Но был у Лескова преследовавший его мотив, по отношению к которому странничество и диковинный язык - только производные или, напротив (как посмотреть), условия его осуществления. Этот мотив важен не столько для эстетики современной литературы (он и в нее пришел - но не от литературных влияний, а из жизни), а для читателя. Сняться с места и куда-то бежать еще надо захотеть (и разве не это мы совершаем ежедневно помимо воли?). Другое дело - ради того, чтоб найти убежище, где затаиться и чтобы никто не трогал...

* * *

В одной не слишком ловкой книжке о лесбийской теме у С.Парнок и М.Цветаевой я прочитал: ну кто в русской классической литературе говорил об известных отношениях женщин, ну Лесков в "Полунощниках" (1891)... И правда, женские ласки там больше чем предмет изображения - организуют его, делают возможным в таком вот виде. Как кража костылей у Саши Соколова.
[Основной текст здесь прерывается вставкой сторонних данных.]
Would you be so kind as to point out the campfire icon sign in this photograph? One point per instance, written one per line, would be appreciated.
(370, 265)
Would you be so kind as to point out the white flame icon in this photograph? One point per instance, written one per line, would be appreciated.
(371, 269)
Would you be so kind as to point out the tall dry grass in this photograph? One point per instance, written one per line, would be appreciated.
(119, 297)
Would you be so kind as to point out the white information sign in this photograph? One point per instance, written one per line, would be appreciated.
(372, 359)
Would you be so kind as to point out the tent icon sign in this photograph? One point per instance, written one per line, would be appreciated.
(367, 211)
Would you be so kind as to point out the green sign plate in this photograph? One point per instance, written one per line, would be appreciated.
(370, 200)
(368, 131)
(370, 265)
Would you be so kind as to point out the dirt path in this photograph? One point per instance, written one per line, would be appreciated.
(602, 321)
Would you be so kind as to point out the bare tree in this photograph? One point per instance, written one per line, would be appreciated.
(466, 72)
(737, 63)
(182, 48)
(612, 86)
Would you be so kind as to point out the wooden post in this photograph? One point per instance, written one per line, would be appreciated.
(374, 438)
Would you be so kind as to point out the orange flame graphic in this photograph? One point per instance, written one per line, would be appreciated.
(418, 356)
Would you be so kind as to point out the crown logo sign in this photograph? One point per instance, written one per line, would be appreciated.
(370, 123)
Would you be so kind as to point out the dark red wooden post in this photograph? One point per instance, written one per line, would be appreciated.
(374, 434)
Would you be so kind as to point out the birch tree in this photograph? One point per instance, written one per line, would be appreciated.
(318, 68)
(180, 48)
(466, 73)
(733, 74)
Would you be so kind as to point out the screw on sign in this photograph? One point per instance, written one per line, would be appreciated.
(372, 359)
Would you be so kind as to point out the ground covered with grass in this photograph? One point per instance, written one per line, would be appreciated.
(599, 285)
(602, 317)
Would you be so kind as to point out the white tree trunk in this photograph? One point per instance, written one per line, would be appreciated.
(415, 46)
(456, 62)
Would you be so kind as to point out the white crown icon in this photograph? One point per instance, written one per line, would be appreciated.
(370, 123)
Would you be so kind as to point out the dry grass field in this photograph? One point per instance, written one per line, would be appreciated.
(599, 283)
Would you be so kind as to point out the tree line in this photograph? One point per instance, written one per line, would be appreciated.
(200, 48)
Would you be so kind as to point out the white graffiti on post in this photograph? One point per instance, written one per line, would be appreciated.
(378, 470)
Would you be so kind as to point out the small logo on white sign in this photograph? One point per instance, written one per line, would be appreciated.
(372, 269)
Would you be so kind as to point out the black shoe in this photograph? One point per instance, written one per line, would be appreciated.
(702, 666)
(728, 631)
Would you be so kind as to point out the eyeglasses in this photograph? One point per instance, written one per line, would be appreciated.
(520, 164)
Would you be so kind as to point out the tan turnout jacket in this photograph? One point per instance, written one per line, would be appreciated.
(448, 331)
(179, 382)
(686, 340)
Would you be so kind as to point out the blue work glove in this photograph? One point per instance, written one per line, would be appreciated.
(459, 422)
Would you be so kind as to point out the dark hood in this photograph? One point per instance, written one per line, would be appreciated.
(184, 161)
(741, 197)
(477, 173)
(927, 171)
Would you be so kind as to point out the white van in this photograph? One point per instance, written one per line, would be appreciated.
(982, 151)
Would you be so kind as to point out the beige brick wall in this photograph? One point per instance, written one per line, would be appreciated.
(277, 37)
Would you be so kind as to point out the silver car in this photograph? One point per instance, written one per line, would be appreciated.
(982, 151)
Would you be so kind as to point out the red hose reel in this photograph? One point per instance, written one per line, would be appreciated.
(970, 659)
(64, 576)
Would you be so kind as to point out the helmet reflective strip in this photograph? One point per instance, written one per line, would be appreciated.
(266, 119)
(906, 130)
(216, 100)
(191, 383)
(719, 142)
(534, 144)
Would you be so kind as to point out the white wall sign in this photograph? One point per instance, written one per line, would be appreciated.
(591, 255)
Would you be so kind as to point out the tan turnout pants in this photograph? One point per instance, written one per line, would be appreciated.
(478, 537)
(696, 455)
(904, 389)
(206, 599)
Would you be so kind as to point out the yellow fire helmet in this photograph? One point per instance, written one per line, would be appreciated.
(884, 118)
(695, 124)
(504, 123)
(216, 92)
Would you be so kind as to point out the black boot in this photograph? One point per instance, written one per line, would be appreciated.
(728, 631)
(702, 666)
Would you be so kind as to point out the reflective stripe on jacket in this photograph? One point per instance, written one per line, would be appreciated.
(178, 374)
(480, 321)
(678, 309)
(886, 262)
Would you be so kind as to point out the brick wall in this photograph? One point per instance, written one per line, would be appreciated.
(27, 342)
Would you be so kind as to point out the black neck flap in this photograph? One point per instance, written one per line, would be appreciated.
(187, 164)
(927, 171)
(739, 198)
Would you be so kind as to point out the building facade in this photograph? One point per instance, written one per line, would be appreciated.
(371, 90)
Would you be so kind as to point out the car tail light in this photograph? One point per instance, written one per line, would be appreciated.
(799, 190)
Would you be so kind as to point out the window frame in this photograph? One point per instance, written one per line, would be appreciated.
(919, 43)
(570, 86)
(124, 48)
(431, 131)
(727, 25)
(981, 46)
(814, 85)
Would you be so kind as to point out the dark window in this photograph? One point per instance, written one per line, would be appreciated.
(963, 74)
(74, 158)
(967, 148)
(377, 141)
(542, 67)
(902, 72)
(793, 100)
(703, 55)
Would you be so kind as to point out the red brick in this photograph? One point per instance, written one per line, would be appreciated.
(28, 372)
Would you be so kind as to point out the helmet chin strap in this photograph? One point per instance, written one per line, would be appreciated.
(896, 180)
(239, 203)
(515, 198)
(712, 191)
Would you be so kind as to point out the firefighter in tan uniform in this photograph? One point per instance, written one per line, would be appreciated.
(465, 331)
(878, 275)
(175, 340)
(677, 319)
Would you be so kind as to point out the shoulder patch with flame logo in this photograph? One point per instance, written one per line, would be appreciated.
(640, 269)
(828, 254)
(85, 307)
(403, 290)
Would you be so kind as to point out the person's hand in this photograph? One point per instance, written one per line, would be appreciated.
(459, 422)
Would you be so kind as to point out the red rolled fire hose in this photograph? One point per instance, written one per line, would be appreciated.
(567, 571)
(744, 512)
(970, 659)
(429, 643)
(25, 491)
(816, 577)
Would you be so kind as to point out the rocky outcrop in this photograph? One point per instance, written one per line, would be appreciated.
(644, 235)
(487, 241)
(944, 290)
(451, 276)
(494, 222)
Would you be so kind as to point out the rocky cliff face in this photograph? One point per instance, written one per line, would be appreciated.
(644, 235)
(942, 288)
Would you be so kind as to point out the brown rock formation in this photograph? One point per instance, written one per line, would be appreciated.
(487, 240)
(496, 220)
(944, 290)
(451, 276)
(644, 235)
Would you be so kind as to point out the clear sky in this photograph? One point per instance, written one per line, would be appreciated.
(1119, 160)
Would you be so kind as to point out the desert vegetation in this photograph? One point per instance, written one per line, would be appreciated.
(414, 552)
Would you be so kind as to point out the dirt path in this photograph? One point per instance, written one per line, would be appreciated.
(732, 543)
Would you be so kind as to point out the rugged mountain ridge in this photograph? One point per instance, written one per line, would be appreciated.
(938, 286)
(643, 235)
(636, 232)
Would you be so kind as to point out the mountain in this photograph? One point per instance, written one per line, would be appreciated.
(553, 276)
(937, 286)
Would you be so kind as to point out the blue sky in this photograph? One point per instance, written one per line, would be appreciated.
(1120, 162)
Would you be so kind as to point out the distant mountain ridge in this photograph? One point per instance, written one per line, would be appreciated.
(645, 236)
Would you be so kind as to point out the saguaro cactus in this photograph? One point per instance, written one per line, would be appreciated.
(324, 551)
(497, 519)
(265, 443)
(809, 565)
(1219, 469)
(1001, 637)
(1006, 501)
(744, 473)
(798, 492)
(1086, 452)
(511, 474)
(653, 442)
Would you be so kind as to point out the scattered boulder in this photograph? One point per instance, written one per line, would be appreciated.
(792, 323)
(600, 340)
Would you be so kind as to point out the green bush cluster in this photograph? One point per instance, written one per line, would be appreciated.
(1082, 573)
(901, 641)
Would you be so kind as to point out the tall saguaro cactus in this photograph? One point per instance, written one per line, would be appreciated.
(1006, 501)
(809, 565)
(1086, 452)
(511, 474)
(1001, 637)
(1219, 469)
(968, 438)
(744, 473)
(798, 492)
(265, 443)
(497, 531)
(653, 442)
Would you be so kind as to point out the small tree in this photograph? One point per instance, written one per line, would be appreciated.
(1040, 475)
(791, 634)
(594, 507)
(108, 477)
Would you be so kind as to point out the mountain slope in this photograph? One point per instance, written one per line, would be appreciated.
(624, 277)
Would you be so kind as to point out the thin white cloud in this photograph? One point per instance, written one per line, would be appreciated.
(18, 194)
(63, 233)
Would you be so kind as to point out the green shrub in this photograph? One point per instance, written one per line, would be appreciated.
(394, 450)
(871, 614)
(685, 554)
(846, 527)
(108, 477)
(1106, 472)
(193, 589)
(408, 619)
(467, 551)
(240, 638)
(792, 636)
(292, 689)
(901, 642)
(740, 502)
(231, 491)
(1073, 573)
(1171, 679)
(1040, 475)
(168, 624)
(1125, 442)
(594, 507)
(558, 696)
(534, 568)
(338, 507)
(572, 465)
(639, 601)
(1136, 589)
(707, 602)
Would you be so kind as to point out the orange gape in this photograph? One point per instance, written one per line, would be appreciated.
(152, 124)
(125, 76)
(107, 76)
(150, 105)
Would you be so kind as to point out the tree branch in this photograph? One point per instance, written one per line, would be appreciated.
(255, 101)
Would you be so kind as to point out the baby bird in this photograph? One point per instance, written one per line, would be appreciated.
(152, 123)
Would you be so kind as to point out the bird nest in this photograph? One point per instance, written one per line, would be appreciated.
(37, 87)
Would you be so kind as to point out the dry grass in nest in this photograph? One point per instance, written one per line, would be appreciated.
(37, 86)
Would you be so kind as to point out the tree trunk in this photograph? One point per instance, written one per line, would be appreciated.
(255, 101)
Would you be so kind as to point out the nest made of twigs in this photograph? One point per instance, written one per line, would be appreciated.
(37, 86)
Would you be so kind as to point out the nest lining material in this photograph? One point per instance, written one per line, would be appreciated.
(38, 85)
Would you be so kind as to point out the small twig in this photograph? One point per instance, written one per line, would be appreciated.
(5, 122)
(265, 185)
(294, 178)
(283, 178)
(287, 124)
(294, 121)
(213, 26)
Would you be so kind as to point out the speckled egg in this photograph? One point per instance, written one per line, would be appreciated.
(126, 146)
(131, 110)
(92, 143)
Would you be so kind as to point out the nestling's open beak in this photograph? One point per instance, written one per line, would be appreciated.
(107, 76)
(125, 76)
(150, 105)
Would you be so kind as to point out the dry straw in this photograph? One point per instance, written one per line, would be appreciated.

Как началось в 3-й главке, так и продолжается до конца (еще 14) - плетение переходящих друг в друга историй из жизни "старшей" неспящей. Тот, кто подслушивает через стену и нам все передает, назовет ее Шехерезадой. Она так полуразвлекает-полусоблазняет (как и в арабском образце) молоденькую богатую покровительницу. И, как там, "сказки" должны быть обрамлены происходящим "сегодня", включены в него и тем мотивированы. Они - их извивы и переходы - прерываются и управляются репликами полунощниц. Одна спорит, например, что женщинам "ласкаться никакой... радости нет", а вторая уговаривает: "сколько счастья, сколько муки"!.. Это испытать и не позабыть!". Первая совращает: буду "потихоньку вас гладить". А другая ей отказывает: "не надо меня гладить, я это не люблю!" и т.п.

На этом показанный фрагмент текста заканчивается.